Envers du décor et tréfonds de l’âme
par Fabrice Malkani
Cette nouvelle production de Rigoletto, qui a ouvert la saison 2012-2013 de l’Opéra de Leipzig, inaugure l’hommage rendu à Verdi dans la ville natale de Wagner, avant les représentations de Macbeth et de Nabucco. Naturellement, l’anniversaire du compositeur allemand fera lui aussi l’objet d’une célébration particulière, co-organisée avec le Gewandhaus, dès le début de l’année 2013.
Notons en premier la perfection musicale offerte par l’orchestre du Gewandhaus dirigé par Matthias Foremny de manière millimétrée. Les nuances sont raffinées et chatoyantes, les couleurs des instruments (tels les cuivres au début) créent des climats musicaux particulièrement réussis.

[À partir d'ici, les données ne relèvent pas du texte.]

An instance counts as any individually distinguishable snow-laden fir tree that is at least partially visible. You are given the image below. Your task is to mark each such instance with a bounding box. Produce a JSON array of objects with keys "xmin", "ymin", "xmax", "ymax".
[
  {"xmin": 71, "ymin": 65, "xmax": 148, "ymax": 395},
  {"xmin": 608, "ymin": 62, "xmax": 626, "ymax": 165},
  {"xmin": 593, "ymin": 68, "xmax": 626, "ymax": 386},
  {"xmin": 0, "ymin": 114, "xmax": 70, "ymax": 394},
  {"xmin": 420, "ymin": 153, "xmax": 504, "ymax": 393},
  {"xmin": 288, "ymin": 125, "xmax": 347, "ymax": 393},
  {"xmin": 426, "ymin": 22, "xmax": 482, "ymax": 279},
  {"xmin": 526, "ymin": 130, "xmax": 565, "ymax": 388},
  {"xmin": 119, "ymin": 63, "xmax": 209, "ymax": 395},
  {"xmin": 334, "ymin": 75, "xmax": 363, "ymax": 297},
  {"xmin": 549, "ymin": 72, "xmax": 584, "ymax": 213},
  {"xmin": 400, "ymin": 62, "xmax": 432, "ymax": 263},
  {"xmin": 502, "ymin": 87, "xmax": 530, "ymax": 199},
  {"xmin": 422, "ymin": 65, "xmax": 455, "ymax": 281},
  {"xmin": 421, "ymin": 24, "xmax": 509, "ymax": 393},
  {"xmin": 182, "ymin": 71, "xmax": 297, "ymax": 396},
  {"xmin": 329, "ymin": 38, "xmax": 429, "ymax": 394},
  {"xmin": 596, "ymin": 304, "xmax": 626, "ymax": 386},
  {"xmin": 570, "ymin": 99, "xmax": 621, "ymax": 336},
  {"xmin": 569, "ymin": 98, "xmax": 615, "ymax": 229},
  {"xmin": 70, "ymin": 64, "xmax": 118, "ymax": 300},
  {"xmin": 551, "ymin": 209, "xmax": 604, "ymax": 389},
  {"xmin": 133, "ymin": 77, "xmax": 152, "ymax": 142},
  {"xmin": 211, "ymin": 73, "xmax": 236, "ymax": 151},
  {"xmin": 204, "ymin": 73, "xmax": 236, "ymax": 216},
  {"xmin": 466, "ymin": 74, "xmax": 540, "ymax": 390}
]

Anthony Pilavachi, encore auréolé du succès de son Ring à Lübeck (mais dont le récent Parsifal, dans la même ville, est un peu controversé), suggère ici avec sobriété le mélange de luxe et de décadence de la Renaissance tardive en jouant sur les contrastes entre les ruines extérieures du palais ducal et les dorures qui en revêtent les murs intérieurs. Tout au long du spectacle, la mise en scène s’appuie ainsi avec précision sur la partition, ce qui lui donne une force de conviction particulière. L’utilisation d’un plateau pivotant permet au moment voulu de révéler l’envers du décor : après la salle de bal et d’orgies, le décor austère et glaçant de la ville, où Rigoletto fait la rencontre de Sparafucile qui apparaît comme son double obscur. Au déplacement latéral succède un mouvement vertical : la scène s’élève et dévoile les profondeurs d’un immeuble qui sont aussi celles de l’âme de Rigoletto, où Gilda vit recluse avec quelques plantes vertes sous la surveillance de Giovanna. Sous-sols et compartiments, escaliers vertigineux, portes dérobées (comme celle qui mène à la chambre du palais où le Duc rejoint Gilda, dans un lit surmonté d’un immense miroir) suggèrent le double jeu, les identités multiples, la complexité psychologique, les méandres de l’âme. Grâce aux lumières raffinées de Michael Röger et aux costumes de Tatjana Ivschina, d’un classicisme de bon aloi, décors et personnages expriment la noirceur générale d’une époque et d’un lieu où se distinguent le vêtement rouge de Rigoletto, l’élégante veste de cuir jaune du Duc, la tenue claire de Gilda, la robe écarlate de Maddalena que le Duc retrouve parmi ses consœurs de petite vertu sous l’enseigne d’un double cœur de néon clignotant.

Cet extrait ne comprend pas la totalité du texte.